Earlier, they had climbed up the mossy hills from were they had stood, and then the creature led her through endless twists and turns within the forest. Sade could barely keep up. She feared blinking for the sheer terror of losing sight of the woman. Her feet had moved with the deft silence of a deer unlike Sade’s clumsy clunking about. Sade had boarded onto a small, wooden boat made of dark walnut wood.
Now, without emitting a sound, the woman swept the oar through the waters, and they made their way towards the forest that was underwater. Sade sat back, staring agape at the tree tops poking out of the water while their trunks were submerged; a few branches poked out from the murky depths like barren and lonely poles. It was like nothing she had ever seen before.
The sky above them had changed to a cold, depthless blue, and clouds rumbled in the distance, threatening rain. A sudden flash of lightning lit up the sky, and Sade was surprised to hear whimpering. It would have never come from the deer-like woman in front of her; a creature like that would surely be too proud to emit such a noise. She glanced all around her, and then saw a group of small, furry creatures clutching onto the leaves of the trees. Their faces and ears were similar to that of bats, and their eyes were larger than their face seemed capable of holding. Their tiny hands gripped at the leaves while a merciless gust of wind attempt to shake their round, fuzzy bodies from their sanctuary.
“We have to help them! They’ll drown!” Sade shouted unexpectedly, shoving her hair away from her face. She turned to get the stag-woman’s attention but discovered that she was already staring at her with her glittering axinite-brown eyes. It was as if the woman were considering her.
“They are your tenants. And these, your lands. Your people are drowning,” her strange voice was hard when she said it, but Sade could hear the gentlest layer of sympathy affected it.
“How can I have people?” roared Sade, “How the hell are these my lands? I don’t know what those things even are, but I know that they are drowning.”
“You caused this,” the woman extended her slender fingers indicating to the watery forests all around them. Sade looked all around her and saw the tops of trees barely over the surface of the growing waters. The sky rumbled louder and a whip of lightning crackled above. In the distance, she could see a pair of boulders not too far, and for a moment, she could have sworn another horned figure stood atop the rocks; but this time, the creature’s eyes were not brown, they glowed red.

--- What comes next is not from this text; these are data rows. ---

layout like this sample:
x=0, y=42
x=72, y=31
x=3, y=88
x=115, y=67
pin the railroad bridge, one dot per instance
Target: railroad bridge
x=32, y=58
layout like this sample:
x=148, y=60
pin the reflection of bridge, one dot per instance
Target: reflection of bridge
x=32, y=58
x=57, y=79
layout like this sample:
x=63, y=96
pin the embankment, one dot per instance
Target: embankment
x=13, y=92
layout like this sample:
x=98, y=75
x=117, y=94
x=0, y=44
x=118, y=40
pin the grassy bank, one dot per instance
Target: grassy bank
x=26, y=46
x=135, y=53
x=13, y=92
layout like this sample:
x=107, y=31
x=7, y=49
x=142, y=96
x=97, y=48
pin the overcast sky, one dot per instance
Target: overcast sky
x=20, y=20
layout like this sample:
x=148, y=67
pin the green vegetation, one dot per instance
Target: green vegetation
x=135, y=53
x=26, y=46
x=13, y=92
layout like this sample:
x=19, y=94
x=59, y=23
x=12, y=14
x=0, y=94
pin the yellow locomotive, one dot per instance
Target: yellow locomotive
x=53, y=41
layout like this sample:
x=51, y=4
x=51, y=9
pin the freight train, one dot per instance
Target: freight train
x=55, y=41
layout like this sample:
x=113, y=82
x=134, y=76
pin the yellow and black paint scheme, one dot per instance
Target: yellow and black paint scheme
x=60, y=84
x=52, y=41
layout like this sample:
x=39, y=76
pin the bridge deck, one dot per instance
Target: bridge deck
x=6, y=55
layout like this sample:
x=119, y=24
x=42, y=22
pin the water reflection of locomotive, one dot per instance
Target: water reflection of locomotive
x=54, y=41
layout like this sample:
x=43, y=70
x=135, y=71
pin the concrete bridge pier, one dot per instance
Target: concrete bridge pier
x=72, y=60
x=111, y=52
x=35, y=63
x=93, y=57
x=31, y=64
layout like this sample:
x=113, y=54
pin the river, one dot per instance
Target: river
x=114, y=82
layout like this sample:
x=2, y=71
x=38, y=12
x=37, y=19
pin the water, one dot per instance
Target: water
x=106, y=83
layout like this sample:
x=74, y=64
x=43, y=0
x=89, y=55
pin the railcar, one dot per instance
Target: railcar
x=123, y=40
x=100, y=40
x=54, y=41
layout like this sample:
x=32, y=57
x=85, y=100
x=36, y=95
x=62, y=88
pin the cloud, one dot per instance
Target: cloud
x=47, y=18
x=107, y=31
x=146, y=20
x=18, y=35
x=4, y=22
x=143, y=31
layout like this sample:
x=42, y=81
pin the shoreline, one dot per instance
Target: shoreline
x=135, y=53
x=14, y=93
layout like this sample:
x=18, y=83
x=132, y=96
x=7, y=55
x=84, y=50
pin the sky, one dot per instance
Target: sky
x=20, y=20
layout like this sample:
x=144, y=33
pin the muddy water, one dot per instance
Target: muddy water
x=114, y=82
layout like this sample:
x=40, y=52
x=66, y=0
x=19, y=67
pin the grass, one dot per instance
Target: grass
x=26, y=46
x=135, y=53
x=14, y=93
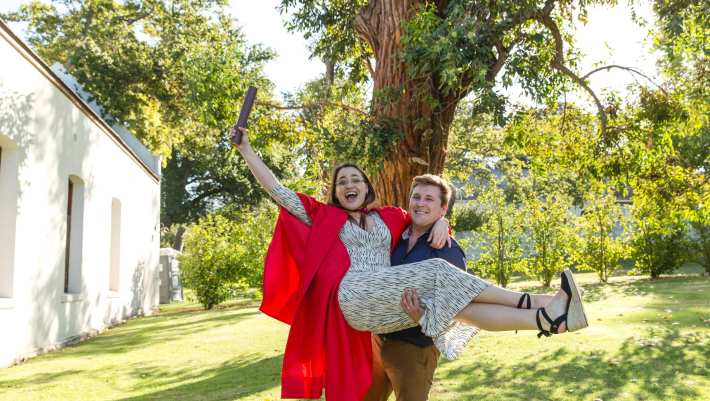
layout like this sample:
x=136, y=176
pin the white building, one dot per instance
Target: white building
x=79, y=212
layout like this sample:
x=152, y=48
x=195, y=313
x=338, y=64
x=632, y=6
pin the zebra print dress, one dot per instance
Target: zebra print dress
x=371, y=290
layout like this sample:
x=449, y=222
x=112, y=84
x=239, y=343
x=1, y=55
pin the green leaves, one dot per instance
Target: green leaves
x=224, y=254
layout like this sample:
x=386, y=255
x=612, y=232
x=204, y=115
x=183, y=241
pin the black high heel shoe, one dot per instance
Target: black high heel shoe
x=525, y=299
x=574, y=316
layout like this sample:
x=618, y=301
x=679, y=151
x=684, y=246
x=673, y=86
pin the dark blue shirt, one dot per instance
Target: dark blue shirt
x=422, y=251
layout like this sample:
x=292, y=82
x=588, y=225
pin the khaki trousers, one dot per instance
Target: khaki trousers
x=401, y=367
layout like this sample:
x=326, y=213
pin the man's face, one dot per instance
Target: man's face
x=425, y=205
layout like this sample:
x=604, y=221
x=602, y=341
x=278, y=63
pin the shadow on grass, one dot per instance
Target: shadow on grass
x=686, y=286
x=655, y=364
x=39, y=379
x=158, y=329
x=229, y=381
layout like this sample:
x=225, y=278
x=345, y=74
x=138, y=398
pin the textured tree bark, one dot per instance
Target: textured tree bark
x=407, y=105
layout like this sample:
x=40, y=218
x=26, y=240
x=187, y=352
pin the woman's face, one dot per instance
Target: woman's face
x=350, y=188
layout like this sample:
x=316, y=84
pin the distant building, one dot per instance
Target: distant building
x=79, y=211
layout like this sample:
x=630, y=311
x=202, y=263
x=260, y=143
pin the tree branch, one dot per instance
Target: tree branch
x=558, y=63
x=276, y=106
x=630, y=69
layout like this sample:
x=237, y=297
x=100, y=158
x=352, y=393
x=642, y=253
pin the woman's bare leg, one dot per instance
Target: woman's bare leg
x=492, y=317
x=501, y=296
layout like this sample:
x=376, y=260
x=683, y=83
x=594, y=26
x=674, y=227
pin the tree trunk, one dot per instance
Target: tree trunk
x=407, y=107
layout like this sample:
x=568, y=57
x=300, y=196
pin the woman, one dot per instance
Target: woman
x=327, y=274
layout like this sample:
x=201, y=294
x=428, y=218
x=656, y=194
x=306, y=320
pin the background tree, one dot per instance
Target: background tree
x=425, y=57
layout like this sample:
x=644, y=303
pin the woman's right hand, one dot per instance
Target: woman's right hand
x=245, y=138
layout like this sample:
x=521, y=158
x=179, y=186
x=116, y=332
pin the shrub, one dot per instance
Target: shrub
x=552, y=237
x=599, y=249
x=467, y=218
x=223, y=256
x=500, y=238
x=658, y=241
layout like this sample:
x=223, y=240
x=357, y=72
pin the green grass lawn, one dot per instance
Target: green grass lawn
x=648, y=340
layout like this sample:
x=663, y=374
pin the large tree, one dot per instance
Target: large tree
x=424, y=57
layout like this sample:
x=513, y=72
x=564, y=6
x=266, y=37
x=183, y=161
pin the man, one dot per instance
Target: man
x=404, y=361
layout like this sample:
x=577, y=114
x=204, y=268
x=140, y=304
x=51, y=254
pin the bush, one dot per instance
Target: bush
x=224, y=256
x=466, y=218
x=552, y=236
x=600, y=250
x=658, y=242
x=501, y=238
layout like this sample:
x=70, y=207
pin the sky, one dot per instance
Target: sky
x=610, y=35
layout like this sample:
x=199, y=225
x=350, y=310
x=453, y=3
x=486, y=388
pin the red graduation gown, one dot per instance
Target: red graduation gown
x=302, y=272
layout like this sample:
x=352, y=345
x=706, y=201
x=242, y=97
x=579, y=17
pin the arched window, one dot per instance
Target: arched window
x=74, y=250
x=8, y=213
x=114, y=277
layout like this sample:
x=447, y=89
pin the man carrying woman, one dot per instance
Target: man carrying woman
x=327, y=273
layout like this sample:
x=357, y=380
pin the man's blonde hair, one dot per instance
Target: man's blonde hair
x=434, y=180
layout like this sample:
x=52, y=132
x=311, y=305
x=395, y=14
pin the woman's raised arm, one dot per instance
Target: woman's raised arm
x=283, y=196
x=261, y=172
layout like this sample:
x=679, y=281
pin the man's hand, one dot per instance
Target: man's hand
x=410, y=304
x=439, y=235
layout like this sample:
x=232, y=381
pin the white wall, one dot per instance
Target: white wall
x=53, y=138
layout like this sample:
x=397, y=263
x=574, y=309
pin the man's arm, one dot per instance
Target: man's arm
x=453, y=255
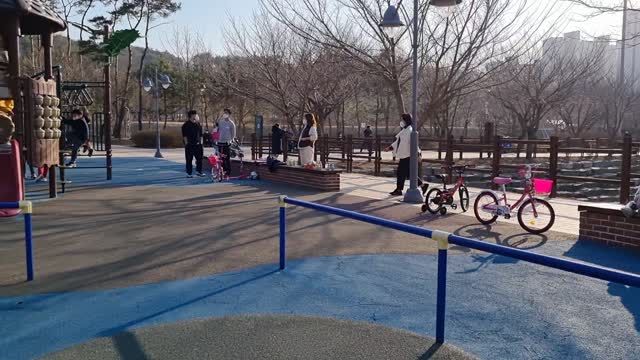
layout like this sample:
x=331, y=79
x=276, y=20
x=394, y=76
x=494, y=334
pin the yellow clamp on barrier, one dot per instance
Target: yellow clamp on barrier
x=442, y=238
x=26, y=207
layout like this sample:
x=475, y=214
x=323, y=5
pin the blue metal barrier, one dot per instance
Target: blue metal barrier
x=27, y=210
x=444, y=239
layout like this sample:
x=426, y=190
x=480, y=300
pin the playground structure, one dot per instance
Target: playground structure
x=40, y=99
x=444, y=240
x=34, y=107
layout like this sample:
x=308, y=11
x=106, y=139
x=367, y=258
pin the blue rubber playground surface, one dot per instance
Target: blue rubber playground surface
x=497, y=307
x=491, y=311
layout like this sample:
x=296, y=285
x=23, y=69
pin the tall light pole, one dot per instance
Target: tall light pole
x=391, y=23
x=160, y=81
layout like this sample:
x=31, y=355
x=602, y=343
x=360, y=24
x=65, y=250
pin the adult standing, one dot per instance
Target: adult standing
x=227, y=131
x=401, y=148
x=192, y=139
x=308, y=137
x=277, y=136
x=77, y=134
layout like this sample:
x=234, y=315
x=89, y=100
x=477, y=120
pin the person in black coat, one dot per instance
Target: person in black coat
x=277, y=136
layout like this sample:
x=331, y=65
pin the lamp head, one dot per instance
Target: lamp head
x=147, y=85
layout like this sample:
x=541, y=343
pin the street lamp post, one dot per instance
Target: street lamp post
x=390, y=24
x=160, y=81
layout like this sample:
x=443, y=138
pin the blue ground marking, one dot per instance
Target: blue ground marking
x=501, y=310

Sade glanced back to the woman, and she stared off in the exact spot that Sade had looked in, but if she saw anything, she made no mention of it.
“I did not cause this. Maybe things-people like you can, but humans can’t cause forest floods.” The small creatures were now trembling atop the tree. They couldn’t be more than a few feet away.
The woman patiently gazed at her now, “Whether you are human or not is no matter. Your body is tied to this forest due to your sacrifice.”
“What the HELL does that mean?” Sade demanded.
The woman stood up in a huff, clearly not accustomed to being spoken to in such a rude manner, especially by a human child. An annoying human child. The boat rocked, and the smallest amount of water splashed against Sade’s knee, leaving it muddy. She firmly regretted not wearing pants. At least her brother’s –a stab of pain– Nirvana shirt was oversized enough to be a near dress.
“It means,” her dreadful voice vibrated against Sade’s ears, “that you made this maelstrom, now you fix it.”
And with that she vanished.
Sade was left saying words far worse than any twelve-year-old should be allowed.